Improved Cedarville gets another chance to play Dayton on Saturday

Yellow Jackets finished 18-11 last season and were picked to finish second in G-MAC

Cedarville University men’s basketball coach Pat Estepp saw the future when his team played the Dayton Flyers a year ago in an exhibition game.

“We hung for a while against a team that I think in a month is going to be a top-25 team,” Estepp said then. “They’ve got the pieces. They’re really good.”

Dayton beat Cedarville 93-60 on Nov. 2, 2019, at UD Arena. One month later, on Dec. 2, just as Estepp predicted, Dayton entered the Associated Press top 25 at No. 19. It won 29 games last season and rose as high as No. 3, where it was ranked in the final three polls.

“You’ve got one pro in Obi Toppin and Jalen Crutcher who could be another pro,” Estepp said Monday, “and they just had unbelievable chemistry. You could just see that coming.”

Dayton entered that season with one vote in the preseason poll and didn’t earn more national respect until its runner-up finish in the Maui Invitational. It begins the 2020-21 season with no votes and won’t get many opportunities to change voters minds early this season.

The college basketball season started Wednesday. Dayton plays Cedarville, a NCAA Division II program, at 2 p.m. Saturday in an exhibition game. The Flyers then play their first regular-season game a week later against Southern Methodist at UD Arena. That’s the first of four non-conference games, though Dayton could still add games to the schedule.

Cedarville and Dayton played in front of a crowd of 13,207 last season.
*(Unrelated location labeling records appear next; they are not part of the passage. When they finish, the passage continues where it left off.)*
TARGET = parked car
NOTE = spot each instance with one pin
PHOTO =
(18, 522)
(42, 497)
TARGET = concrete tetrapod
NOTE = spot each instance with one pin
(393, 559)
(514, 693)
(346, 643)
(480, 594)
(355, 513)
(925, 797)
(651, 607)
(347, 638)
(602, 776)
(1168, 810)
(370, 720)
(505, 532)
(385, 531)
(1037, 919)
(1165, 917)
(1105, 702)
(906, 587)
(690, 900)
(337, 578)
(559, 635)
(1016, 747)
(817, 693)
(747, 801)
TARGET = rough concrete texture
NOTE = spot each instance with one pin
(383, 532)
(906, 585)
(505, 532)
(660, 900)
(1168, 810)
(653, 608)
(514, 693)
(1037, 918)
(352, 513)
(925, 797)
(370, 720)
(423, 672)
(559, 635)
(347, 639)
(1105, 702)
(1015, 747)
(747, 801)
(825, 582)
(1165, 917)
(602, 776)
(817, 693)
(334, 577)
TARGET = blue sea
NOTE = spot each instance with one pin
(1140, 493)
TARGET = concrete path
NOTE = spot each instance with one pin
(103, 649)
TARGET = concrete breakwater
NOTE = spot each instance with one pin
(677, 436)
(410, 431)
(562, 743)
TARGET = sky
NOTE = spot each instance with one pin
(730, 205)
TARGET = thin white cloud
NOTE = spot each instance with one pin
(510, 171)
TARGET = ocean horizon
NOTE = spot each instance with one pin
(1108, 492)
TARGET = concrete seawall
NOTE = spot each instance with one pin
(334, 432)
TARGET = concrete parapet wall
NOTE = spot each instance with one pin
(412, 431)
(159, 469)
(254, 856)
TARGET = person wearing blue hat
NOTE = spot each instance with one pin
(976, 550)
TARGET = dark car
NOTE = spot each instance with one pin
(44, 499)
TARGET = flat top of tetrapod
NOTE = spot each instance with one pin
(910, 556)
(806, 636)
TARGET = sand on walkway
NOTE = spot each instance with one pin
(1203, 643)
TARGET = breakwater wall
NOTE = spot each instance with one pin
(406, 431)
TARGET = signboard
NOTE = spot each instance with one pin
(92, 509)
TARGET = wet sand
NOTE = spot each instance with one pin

The crowd will number no more than 300 Saturday because of Ohio Department of Health limitations on indoor gatherings during the coronavirus pandemic.

Estepp remembers the Red Scare student section talking trash to him last season, though it was so loud, he was never sure what they were saying.

“That has to be one of the top three environments in college basketball,” he said.

Just to get to Saturday, Cedarville players and coaches will have to pass three rounds of COVID-19 tests Monday, Wednesday and Friday. Their ability to conduct those tests was one reason Dayton scheduled them. Estepp said Cedarville received testing kits from the state and also a bunch from Wilberforce University.

Last season, Cedarville played Dayton close for the first six minutes. The Flyers broke open the game with a 13-2 run and led by double digits the rest of the way.

Guard Branden Maughmer led Cedarville with 13 points. Forward Conner TenHove scored 10. Maughmer, now a junior, led Cedarville with 15.0 points per game last season. TenHove, now a senior averaged 12.2. They return this season as does the team’s second-leading scorer, junior guard Quinton Green (13.1) and the team’s third-leading scorer, junior center Kollin Van Horn (12.6).

Estepp, who’s entering his 13th season, said on paper this could be Cedarville’s deepest team. It was picked to finish second in the Great Midwest Athletic Conference after finishing 18-11 overall and 13-5 in the G-MAC last season.

“I think we’re bigger,” Estepp said. “We’ve got a couple of pretty talented freshmen and a transfer point guard who gives us good depth at that spot that we didn’t have last year. We’ve got some guys who have really developed.”

One player who has made a significant jump is Jacob Drees, a 6-foot-7 forward who averaged 4.8 points as a freshman.

“He put on 20 pounds and worked really hard,” Estepp said.

Cedarville started workouts Aug. 28 and began official practices Oct. 14. Its first regular-season game will be played Dec. 3 at Ohio Dominican.

Through Monday, Cedarville had suffered no setbacks because of COVID-19, though Estepp himself had to quarantine for 14 days because he was exposed to his son, who tested positive. He still put the practice plans together and communicated with his coaches and players each day from home.

Throughout the fall, Estepp stayed in touch with Dayton assistant coach Darren Hertz. He also saw head coach Anthony Grant on Zoom calls several times because both are on the board of directors for the National Association of Basketball Coaches.

Estepp told Dayton if things changed and it needed a late addition to the schedule, his team would be available and had the ability to test for COVID-19.

“When they pulled out of the South Dakota tournament, we started talking a little more,” Estepp said. “They want to get a good run in before they play SMU. They trust we’re going to do what we say we’re going to do when it comes to testing.”